On June 1, 1908, 100 years ago today, the US Supreme Court decided Bobbs-Merrill v. Straus, a case that established what would become known as the “first sale doctrine”. This doctrine, now codified as part of the US Copyright Act, says that in general the owners of books or other copyrighted works have the right to dispose of them as they see fit (such as by reselling them, giving them away, or lending them out). The copyright holder can still control the right to make copies, make public performances, or other derivative works. But once a reader has bought a book, they can pass it along as they see fit. (Or keep it, or fold it into little origami shapes for their own amusement. They own it, after all.)

This right exists even in the presence of notices to the buyer that claim to conditionally license the work, rather than sell it. Indeed, those kinds of licenses, familiar now to most computer users, were also at issue in the Bobbs-Merrill case. (For historical background, including some examples of old-time “end user license agreements”, see a post of mine from a few months ago, “The right to read, circa 1906.”)

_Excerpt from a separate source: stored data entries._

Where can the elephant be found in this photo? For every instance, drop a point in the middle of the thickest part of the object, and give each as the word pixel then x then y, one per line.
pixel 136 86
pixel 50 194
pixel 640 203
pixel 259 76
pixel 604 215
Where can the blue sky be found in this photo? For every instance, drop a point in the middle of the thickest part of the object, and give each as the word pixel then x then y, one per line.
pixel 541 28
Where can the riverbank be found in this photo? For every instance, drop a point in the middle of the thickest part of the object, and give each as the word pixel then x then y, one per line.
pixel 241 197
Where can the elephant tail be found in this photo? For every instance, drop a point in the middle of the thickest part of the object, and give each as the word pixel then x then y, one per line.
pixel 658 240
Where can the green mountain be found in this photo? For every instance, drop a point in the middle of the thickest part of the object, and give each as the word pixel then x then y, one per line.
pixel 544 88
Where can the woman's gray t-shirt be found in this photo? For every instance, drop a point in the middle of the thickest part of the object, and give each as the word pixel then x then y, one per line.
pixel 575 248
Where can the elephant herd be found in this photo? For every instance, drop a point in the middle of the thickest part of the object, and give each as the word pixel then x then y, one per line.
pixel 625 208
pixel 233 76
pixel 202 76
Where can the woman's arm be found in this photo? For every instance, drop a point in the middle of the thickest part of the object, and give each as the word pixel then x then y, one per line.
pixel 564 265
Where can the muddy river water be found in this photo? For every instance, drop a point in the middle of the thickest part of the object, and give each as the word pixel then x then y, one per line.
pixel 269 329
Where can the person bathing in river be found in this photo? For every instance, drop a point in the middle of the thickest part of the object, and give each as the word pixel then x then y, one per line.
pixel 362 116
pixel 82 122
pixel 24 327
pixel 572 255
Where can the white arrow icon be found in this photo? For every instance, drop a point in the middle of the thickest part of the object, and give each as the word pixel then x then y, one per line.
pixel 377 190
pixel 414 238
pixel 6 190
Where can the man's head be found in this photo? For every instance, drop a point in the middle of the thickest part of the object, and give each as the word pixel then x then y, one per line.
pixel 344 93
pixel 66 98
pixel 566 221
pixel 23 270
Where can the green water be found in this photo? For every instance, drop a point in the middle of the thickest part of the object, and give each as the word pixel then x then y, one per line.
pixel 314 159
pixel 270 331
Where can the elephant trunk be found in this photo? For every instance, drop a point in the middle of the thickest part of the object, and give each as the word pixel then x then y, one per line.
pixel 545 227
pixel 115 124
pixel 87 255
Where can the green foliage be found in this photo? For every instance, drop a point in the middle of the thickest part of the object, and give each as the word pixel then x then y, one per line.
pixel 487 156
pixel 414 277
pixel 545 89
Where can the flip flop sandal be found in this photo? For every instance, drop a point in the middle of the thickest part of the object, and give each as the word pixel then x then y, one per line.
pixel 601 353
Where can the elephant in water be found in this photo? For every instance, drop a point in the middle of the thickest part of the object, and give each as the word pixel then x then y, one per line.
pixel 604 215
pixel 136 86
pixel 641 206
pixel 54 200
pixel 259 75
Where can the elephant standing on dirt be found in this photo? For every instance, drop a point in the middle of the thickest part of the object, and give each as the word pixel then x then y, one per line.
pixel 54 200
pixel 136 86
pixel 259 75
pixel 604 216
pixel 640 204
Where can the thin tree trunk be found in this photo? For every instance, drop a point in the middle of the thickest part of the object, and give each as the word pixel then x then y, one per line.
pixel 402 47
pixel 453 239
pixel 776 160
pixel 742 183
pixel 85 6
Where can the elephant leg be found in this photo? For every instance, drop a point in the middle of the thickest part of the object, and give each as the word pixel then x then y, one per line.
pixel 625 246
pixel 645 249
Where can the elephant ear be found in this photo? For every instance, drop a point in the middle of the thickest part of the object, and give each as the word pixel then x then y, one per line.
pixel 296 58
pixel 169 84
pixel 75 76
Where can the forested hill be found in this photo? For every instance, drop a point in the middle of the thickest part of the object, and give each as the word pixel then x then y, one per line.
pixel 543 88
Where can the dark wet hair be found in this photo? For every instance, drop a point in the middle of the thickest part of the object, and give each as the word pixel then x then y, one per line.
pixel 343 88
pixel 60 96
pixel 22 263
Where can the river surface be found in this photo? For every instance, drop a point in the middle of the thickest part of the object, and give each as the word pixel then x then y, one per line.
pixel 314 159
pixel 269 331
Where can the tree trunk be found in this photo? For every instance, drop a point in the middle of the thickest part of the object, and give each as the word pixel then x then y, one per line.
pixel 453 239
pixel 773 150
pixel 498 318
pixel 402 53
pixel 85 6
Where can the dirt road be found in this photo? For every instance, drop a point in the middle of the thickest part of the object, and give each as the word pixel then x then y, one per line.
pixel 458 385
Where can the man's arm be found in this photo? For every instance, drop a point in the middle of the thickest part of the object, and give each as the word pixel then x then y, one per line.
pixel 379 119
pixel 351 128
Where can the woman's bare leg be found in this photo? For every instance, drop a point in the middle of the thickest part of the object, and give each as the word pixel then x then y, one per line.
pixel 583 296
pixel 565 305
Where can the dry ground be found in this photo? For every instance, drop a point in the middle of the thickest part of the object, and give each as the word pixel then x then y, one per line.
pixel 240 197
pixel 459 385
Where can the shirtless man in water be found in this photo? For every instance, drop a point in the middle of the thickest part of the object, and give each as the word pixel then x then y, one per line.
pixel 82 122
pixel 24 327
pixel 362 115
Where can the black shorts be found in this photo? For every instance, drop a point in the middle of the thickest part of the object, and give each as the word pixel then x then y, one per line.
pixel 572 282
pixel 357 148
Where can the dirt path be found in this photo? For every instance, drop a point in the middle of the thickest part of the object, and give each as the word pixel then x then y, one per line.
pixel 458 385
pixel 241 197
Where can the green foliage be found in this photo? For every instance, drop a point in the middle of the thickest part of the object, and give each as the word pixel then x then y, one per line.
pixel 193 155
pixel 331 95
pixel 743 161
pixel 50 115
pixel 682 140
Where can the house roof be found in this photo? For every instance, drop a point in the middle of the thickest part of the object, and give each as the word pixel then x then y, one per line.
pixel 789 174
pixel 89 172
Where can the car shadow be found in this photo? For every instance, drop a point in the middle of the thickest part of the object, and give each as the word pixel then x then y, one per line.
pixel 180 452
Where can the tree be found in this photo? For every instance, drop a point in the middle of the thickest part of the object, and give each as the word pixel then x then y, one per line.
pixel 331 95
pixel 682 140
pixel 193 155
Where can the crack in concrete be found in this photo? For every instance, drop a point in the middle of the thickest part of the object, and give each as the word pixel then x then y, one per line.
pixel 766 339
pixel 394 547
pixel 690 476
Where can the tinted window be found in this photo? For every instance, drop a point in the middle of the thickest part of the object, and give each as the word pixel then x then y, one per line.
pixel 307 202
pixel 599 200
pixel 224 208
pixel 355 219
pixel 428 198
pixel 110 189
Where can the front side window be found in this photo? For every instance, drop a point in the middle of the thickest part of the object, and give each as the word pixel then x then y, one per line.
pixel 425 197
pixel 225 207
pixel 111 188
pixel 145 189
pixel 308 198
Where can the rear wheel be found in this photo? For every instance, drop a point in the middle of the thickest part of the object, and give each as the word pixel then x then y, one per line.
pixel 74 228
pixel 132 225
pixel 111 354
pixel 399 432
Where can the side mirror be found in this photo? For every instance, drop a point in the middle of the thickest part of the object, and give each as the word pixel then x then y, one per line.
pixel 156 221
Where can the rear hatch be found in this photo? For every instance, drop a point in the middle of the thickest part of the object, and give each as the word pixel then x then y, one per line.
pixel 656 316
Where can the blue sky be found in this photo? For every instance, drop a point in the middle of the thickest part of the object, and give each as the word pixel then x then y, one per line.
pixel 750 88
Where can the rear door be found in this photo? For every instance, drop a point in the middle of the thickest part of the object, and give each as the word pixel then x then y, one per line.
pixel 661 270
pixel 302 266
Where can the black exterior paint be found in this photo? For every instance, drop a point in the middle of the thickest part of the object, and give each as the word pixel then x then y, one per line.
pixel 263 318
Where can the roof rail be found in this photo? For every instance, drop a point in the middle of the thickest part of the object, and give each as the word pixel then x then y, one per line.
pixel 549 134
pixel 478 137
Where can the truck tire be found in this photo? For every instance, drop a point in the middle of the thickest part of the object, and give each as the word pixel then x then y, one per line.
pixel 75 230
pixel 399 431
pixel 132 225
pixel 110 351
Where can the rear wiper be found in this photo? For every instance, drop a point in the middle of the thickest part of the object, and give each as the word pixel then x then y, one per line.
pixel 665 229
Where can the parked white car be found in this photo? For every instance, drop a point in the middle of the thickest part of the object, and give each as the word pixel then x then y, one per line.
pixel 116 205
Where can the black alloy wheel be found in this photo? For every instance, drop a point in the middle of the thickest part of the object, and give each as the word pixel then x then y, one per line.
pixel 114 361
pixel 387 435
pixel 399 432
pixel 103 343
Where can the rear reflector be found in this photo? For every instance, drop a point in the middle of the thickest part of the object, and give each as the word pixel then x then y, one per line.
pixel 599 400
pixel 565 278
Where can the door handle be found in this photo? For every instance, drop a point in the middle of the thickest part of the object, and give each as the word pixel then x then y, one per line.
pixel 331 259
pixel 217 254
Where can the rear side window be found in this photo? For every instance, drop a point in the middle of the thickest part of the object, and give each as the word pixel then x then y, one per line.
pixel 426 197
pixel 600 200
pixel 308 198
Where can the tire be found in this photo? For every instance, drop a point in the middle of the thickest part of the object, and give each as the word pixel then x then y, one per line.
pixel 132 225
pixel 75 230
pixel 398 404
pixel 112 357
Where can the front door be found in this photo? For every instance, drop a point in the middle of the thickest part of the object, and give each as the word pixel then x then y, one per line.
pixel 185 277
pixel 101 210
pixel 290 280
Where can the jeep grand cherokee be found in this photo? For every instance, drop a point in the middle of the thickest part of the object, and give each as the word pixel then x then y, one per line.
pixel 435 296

Despite attempts by many software, music, and ebook publishers to extend control over their products to their buyers, the first sale doctrine is still salient today. Just last month, for example, a federal judge cited the first sale doctrine to uphold the right of an eBay merchant to resell used software. An article in Ars Technica has a link to the decision, and an excellent explanation of the case and the importance of the principles it upholds. Ultimately, as the article points out, the first sale doctrine is what “makes libraries and used book stores possible” without needing the permission of publishers to exist or carry out their missions.

The free access to literature that libraries provide, and the freedom to provide access to literature that the first sale doctrine provides, promote the literacy and education of all our citizens. So this is an anniversary well worth remembering for its contribution to society. Happy First Sale Day!